According to a 2018 Medical Journal titled - 'Development of a clinical prediction rule to diagnose pneumocystis jirovecii pneumonias in the World Health Organisation's algorithm for seriously ill HIV-infected patients' - PJP is a lung infection caused by the pneumocystis jiroveci fungus, and is often prevalent in people with weak immune systems. The Namibian also spoke to pharmacists and other medical specialists, who said these specific antibiotics were also used for treating invocations of the lungs, for instance.
BOUND FOR KENYA
The Namibian last week reported that the finance ministry had allegedly opened a case, which was later withdrawn, against the health ministry for bringing in goods without a valid permit, even though the permit had expired while the goods were in transit. The permit was valid until 29 August 2018, but the consignment only arrived at Walvis Bay on 6 September 2018.
The container (TCKU-6397750) has been held at Walvis Bay's bond yard since its arrival, and no answers were given as to why the expired permit has not been renewed.
Central Medical Services pharmaceutical chain director Ryno Badenhorst told The Namibian that they cancelled the order when customs confiscated the goods, and found other ways to salvage the situation.
As a result, The Namibian has learnt that NM Medicals CC and Lick Hang Engineering decided to have the consignment shipped to Kenya instead, but this has not happened yet as the goods are still impounded.
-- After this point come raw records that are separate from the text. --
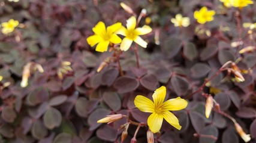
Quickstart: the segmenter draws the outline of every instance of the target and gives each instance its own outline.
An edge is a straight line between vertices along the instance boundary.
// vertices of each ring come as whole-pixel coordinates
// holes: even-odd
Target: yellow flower
[[[20,0],[8,0],[10,2],[18,2]]]
[[[243,26],[245,28],[249,28],[250,29],[254,29],[256,28],[256,23],[244,23],[243,24]]]
[[[135,28],[136,18],[134,16],[128,19],[127,23],[127,29],[122,26],[116,32],[117,34],[125,36],[122,41],[120,49],[124,51],[127,51],[131,46],[132,41],[143,48],[147,48],[147,43],[142,39],[139,35],[150,33],[152,30],[150,27],[144,25],[141,28]]]
[[[213,20],[215,14],[214,10],[208,11],[207,7],[203,7],[200,11],[195,11],[194,13],[194,17],[197,20],[198,23],[203,24],[207,21]]]
[[[223,2],[224,5],[227,7],[231,7],[233,4],[234,0],[219,0]]]
[[[205,116],[207,119],[210,116],[212,108],[213,107],[213,100],[211,95],[207,97],[205,104]]]
[[[174,24],[175,27],[188,27],[190,24],[189,18],[188,17],[183,17],[180,14],[175,16],[175,18],[171,19],[171,21]]]
[[[245,132],[243,131],[243,129],[239,123],[234,123],[234,127],[236,128],[236,130],[237,133],[239,134],[239,135],[245,142],[248,142],[251,141],[250,135],[245,133]]]
[[[14,30],[15,27],[19,25],[19,21],[13,19],[10,19],[8,22],[2,23],[1,25],[3,27],[2,29],[2,33],[4,34],[8,34]]]
[[[252,0],[233,0],[232,6],[242,8],[243,7],[247,7],[248,4],[253,4],[254,2]]]
[[[121,23],[117,23],[108,26],[106,29],[105,24],[100,21],[92,29],[95,34],[88,38],[87,42],[91,46],[98,43],[96,46],[96,51],[106,52],[107,51],[110,43],[119,43],[121,42],[122,39],[115,33],[121,26]]]
[[[177,111],[186,108],[188,102],[177,97],[165,102],[166,88],[164,86],[156,89],[152,95],[152,102],[142,95],[137,95],[134,104],[137,108],[143,112],[152,113],[147,119],[147,125],[153,133],[160,130],[163,119],[171,125],[180,130],[181,126],[177,118],[169,111]]]

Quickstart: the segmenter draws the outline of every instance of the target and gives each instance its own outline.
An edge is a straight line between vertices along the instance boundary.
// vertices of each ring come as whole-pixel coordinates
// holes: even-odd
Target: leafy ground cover
[[[0,1],[0,142],[255,142],[255,10]]]

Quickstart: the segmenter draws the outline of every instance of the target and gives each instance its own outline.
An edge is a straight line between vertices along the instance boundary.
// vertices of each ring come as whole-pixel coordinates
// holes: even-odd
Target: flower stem
[[[134,47],[134,52],[135,52],[135,56],[136,57],[137,67],[140,68],[140,61],[138,61],[138,45],[136,45]]]

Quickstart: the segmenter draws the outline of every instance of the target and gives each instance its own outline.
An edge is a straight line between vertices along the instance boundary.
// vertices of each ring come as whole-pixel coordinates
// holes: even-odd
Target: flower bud
[[[243,75],[242,75],[242,74],[239,72],[234,71],[233,73],[234,74],[234,78],[237,82],[242,82],[245,80]]]
[[[251,140],[250,135],[246,134],[239,123],[234,123],[234,127],[237,133],[245,142],[248,142]]]
[[[153,133],[150,130],[148,130],[147,132],[147,143],[153,143],[154,142]]]
[[[134,13],[133,10],[129,6],[125,4],[125,3],[121,2],[121,3],[120,3],[120,5],[124,8],[124,10],[125,10],[125,11],[126,12],[127,12],[128,13],[131,14],[133,14]]]
[[[110,123],[119,120],[123,117],[123,115],[121,114],[113,114],[113,115],[108,115],[107,117],[104,117],[100,120],[97,121],[98,123]]]
[[[121,142],[124,142],[124,141],[125,141],[125,139],[127,138],[127,135],[128,135],[128,132],[127,130],[124,130],[122,132],[122,135],[121,135]]]
[[[131,140],[131,143],[136,143],[137,139],[133,137]]]
[[[209,95],[207,97],[206,99],[206,102],[205,104],[205,116],[207,119],[210,116],[213,106],[213,100],[212,99],[212,97],[211,95]]]

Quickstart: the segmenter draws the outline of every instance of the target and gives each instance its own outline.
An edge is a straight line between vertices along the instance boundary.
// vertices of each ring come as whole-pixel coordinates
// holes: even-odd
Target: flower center
[[[128,31],[128,32],[127,32],[128,33],[127,33],[127,37],[128,38],[129,38],[129,39],[135,39],[135,38],[136,37],[136,35],[134,33],[135,32],[134,32],[134,30],[130,30],[130,31]]]

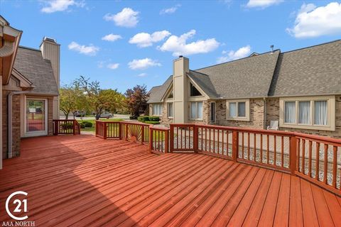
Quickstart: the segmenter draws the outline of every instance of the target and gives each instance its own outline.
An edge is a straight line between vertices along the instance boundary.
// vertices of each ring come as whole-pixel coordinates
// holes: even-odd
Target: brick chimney
[[[188,119],[188,82],[187,73],[190,60],[179,56],[173,62],[173,87],[174,94],[174,123],[186,123]]]
[[[52,70],[57,86],[60,87],[60,45],[55,39],[44,37],[40,44],[40,50],[44,59],[51,62]],[[53,98],[53,119],[59,119],[59,97]]]

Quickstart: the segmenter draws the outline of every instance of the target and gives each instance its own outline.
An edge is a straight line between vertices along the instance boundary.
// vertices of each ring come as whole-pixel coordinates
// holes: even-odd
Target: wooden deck
[[[92,135],[24,139],[0,179],[1,221],[21,190],[38,226],[341,226],[341,198],[298,177]]]

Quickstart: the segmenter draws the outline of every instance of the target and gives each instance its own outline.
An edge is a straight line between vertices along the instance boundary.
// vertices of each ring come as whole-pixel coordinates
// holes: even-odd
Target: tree
[[[102,89],[99,82],[91,82],[90,78],[80,76],[75,81],[74,84],[86,96],[85,105],[94,111],[96,120],[99,118],[104,110],[115,112],[117,109],[121,108],[124,101],[121,98],[123,95],[116,89]]]
[[[67,119],[70,113],[75,113],[75,111],[82,109],[84,95],[73,84],[64,85],[60,89],[59,93],[59,109],[64,113],[65,118]]]
[[[127,109],[133,117],[138,117],[141,114],[146,113],[149,94],[145,85],[136,85],[132,89],[129,89],[124,94]]]

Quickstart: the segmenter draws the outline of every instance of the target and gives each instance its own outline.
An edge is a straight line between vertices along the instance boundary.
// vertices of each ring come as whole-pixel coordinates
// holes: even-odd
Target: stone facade
[[[188,104],[188,123],[203,123],[208,124],[210,123],[210,101],[202,101],[202,121],[192,121],[190,120],[190,101]]]
[[[11,91],[3,91],[2,95],[2,158],[8,158],[8,99]],[[20,156],[20,96],[13,96],[12,104],[12,155]]]
[[[188,123],[210,124],[210,101],[203,101],[202,121],[190,121]],[[190,119],[190,104],[188,102],[188,119]],[[266,106],[266,108],[264,108]],[[226,100],[216,101],[216,125],[266,129],[270,125],[271,121],[279,121],[279,98],[250,99],[250,121],[232,121],[226,119]],[[149,105],[149,111],[151,113],[151,104]],[[266,114],[266,117],[264,116]],[[161,119],[166,125],[173,123],[172,118],[167,117],[167,104],[163,104],[162,116]],[[266,121],[264,124],[264,120]],[[319,131],[309,129],[299,129],[280,127],[279,130],[296,131],[303,133],[315,134],[324,136],[341,138],[341,96],[335,96],[335,131]]]
[[[266,100],[266,125],[279,121],[279,99]],[[335,131],[309,130],[280,127],[279,130],[341,138],[341,96],[335,96]]]
[[[2,100],[2,152],[3,159],[8,158],[8,94],[11,91],[3,91],[3,100]],[[31,97],[32,98],[32,97]],[[36,97],[37,98],[37,97]],[[53,135],[53,98],[48,97],[48,135]],[[13,96],[12,103],[12,156],[13,157],[20,156],[20,143],[21,143],[21,119],[24,114],[23,111],[21,111],[21,96],[20,95]]]
[[[250,99],[250,121],[232,121],[226,119],[226,100],[217,101],[217,125],[263,129],[264,128],[264,100],[263,99]]]

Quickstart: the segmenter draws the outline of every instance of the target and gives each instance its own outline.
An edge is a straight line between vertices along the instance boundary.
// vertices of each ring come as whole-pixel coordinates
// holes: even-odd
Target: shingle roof
[[[341,94],[341,40],[281,53],[269,96]]]
[[[149,91],[149,99],[148,103],[158,103],[161,102],[162,97],[168,89],[169,86],[173,82],[173,76],[170,76],[168,79],[161,86],[153,87]]]
[[[43,58],[40,50],[19,47],[14,68],[33,83],[33,93],[58,95],[51,63]]]
[[[195,71],[208,76],[212,86],[209,89],[218,97],[266,97],[279,52],[266,52]]]
[[[190,70],[188,74],[188,77],[192,79],[203,91],[212,99],[217,99],[219,95],[215,91],[215,86],[212,84],[210,77],[205,74]]]

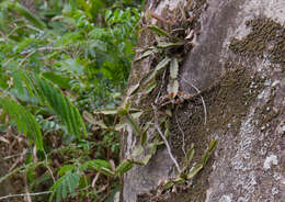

NM Medicals CC was contracted on 12 March 2018 to order the drugs on behalf of the government from Chinese supplier Lick Hang Engineering in Hong Kong. Sources told The Namibian that the clearing agent is currently running a bill of over N$200 000, and that this figure could increase the longer the container is held.
It could not be established why the container was not being released to the supplier so that the drugs could be sent elsewhere.
Additional questions sent to Nangombe were not answered.